Thursday, January 14, 2010

Love in the Time of Alzheimer's

On the day his doctor and I placed my now-late father in Silverado Senior Living, a San Juan Capistrano facility for those with Alzheimer’s or dementia, the director of family services handed me a book—a party favor, as it were, for having completed the hours of grueling paperwork that were required. It was titled “Talking to Alzheimer’s,” a sort of travel guide for the naïve tourist entering bizarre and uncharted territory.

The author teaches friends and family that the most effective method of verbal communication is to never initiate discussion. Instead, let the patient sail away, whatever his heading, and then follow along in the wake of disjointed words left behind. Heave your trusty compass overboard and go with the prevailing wind. Alter course if things get dicey; distract rather than reveal your emotional instability at witnessing his tragic transformation.

As I journeyed deeper into the book, I found a chapter about romance. And
I thought: “Really? In a memory-care facility? And at age 90?” True, not long before, my widowed father had shocked me when we’d been forced to address this topic. He had asked me to help him fill out a standard Saddleback Hospital medical form before checking in for a routine procedure, and we’d turned to the section that included questions about sexual dysfunction. I assumed he would skip over it and hastily flipped the page.

To my surprise, he announced: “Wait! This is a problem!” Guess some things are indeed ageless—or stubborn Irishmen like to think so.

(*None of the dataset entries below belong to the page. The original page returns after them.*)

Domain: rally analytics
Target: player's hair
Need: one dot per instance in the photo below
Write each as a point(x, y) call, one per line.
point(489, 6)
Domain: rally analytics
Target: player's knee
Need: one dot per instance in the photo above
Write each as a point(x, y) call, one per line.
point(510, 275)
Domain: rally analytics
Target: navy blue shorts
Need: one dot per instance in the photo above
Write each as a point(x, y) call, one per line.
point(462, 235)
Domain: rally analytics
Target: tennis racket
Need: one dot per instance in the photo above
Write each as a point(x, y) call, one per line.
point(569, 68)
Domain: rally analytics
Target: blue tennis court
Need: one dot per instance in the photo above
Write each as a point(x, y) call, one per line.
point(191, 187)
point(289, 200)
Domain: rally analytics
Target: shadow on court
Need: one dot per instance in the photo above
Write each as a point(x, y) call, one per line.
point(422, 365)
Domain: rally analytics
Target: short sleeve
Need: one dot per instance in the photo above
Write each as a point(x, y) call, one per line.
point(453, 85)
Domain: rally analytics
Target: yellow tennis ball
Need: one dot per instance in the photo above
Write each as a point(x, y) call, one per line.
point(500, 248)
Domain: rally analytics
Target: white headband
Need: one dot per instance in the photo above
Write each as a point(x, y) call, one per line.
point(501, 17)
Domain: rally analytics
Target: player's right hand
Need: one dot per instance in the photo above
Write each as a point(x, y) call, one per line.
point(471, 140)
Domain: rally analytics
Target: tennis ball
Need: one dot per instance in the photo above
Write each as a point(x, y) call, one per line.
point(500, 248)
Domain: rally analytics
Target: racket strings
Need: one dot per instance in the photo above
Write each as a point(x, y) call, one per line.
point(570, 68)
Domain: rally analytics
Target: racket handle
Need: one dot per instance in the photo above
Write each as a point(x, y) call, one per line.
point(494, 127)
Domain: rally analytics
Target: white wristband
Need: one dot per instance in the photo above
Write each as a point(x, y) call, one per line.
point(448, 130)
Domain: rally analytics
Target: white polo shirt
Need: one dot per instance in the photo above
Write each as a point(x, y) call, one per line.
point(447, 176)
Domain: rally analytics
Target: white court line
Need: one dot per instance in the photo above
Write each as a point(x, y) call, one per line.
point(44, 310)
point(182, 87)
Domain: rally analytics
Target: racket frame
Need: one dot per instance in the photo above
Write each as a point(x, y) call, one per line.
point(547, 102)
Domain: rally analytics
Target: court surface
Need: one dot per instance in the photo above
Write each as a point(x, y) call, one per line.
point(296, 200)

It was reassuring to read that residents of this brave new world often turn to the familiar need for affection behind the closed doors of a lockdown facility. And with more than 950 Orange County residential-care facilities for the elderly, many of which shelter those who suffer from dementia, and 66,000 county residents who have an Alzheimer’s diagnosis or are at risk, there’s a whole lotta
lovin’ goin’ on.

Still, I wasn’t prepared for the man who emerged during his first months at Silverado Senior Living. Once he grew accustomed to his new surroundings, my father became a flirt. One of the staffers I befriended told me, “Your father is quite the gentleman. He kisses me on the cheek every day and loves to sit in my office all morning.” And one of the nurses said, “Your dad likes to hang out at our station. And he likes to dance during our socials.”

Was this the same man who four weeks before told me in no uncertain terms: “Get me out of here”?

Like a buzzing drone to honey, Daddy had honed in on the hive.

The book I’d been given prepared me for the possibility that I might see him holding hands with another patient, or maybe with his arms around someone.
Although patients may not know the object of their affection, they still know what to do for comfort. A kiss is still a kiss.

Daddy may not have remembered my mother or, after her death, his late-life paramour who’d been Mama’s best friend. Still, he was able to navigate that feeling.

A few months in, and the family services director was pleased to inform me that my father had found solace in and was protective of Betty, a petite—and married—resident. His brain may have been dying, but chivalry was not: He escorted her to the dining room each evening, although she often seemed not to know exactly who he was.

I once walked in on him at the doctor’s office in San Clemente. He and Betty had been ferried there by a Silverado caregiver for their respective appointments, and he was holding Betty’s hand. Then her husband walked in. My father, who wasn’t fooling anybody, casually let go and slid his palm under the sofa cushion as his eyes shifted.
Betty’s husband winked at me, just before he cupped both hands around his wife’s cheeks and kissed her forehead. His gesture told me that her memory of him was secondary to her contentment without him.

Back at Silverado, I noticed that my father darted away from Cynthia, a more formidable woman, whenever we entered the community room.
“She’s always after me,” he explained, and then skirted away while she waved wildly from her cushioned chair. No inhibitions stopped her from persevering, day after day. Love does not bend.

Think about it: They don’t have to fret about which jeans to wear to the local bistro, although several of the staff reported to me during our daily conversations that my father wanted desperately to “go shopping at Fashion Island for clothes.”

Shopping? I struggled to reconcile this image of my gigolo father with that of the simple carpenter who bought his khakis at Costco.

Alzheimer’s patients may be the only Orange County lovebirds never to worry about who pays the dinner check or whether anyone will awaken with regrets. For some, each meeting is the first—that exhilarating, heart-pounding thrill that only happens once—over and over again.

The Silverado Seniors listen to the evening peal of the ancient Mission Capistrano bells on a soft warm breeze, or sit side by side on the gardened patio as the Amtrak train horn blows. They can achieve in their relationships what the rest of us spend thousands of dollars in therapy to master: the ability to forget yesterday, stop stewing about tomorrow, and live only for this moment. Maybe the heart works best when the mind stops working.

I have no doubt love is wasted on the young. And maybe I’m trying to see things in the best possible light. But as my father moved further away from me and closer to a place I could not go, I was beginning to see possibility—call it a glimmer of hope.

Maybe we come into this world looking for love in all the wrong places. If we’re lucky, we find it; but either way, if we are blessed, we rediscover it, much later, in a place we only dream about, and in a manner that defies logic. Love finds a way.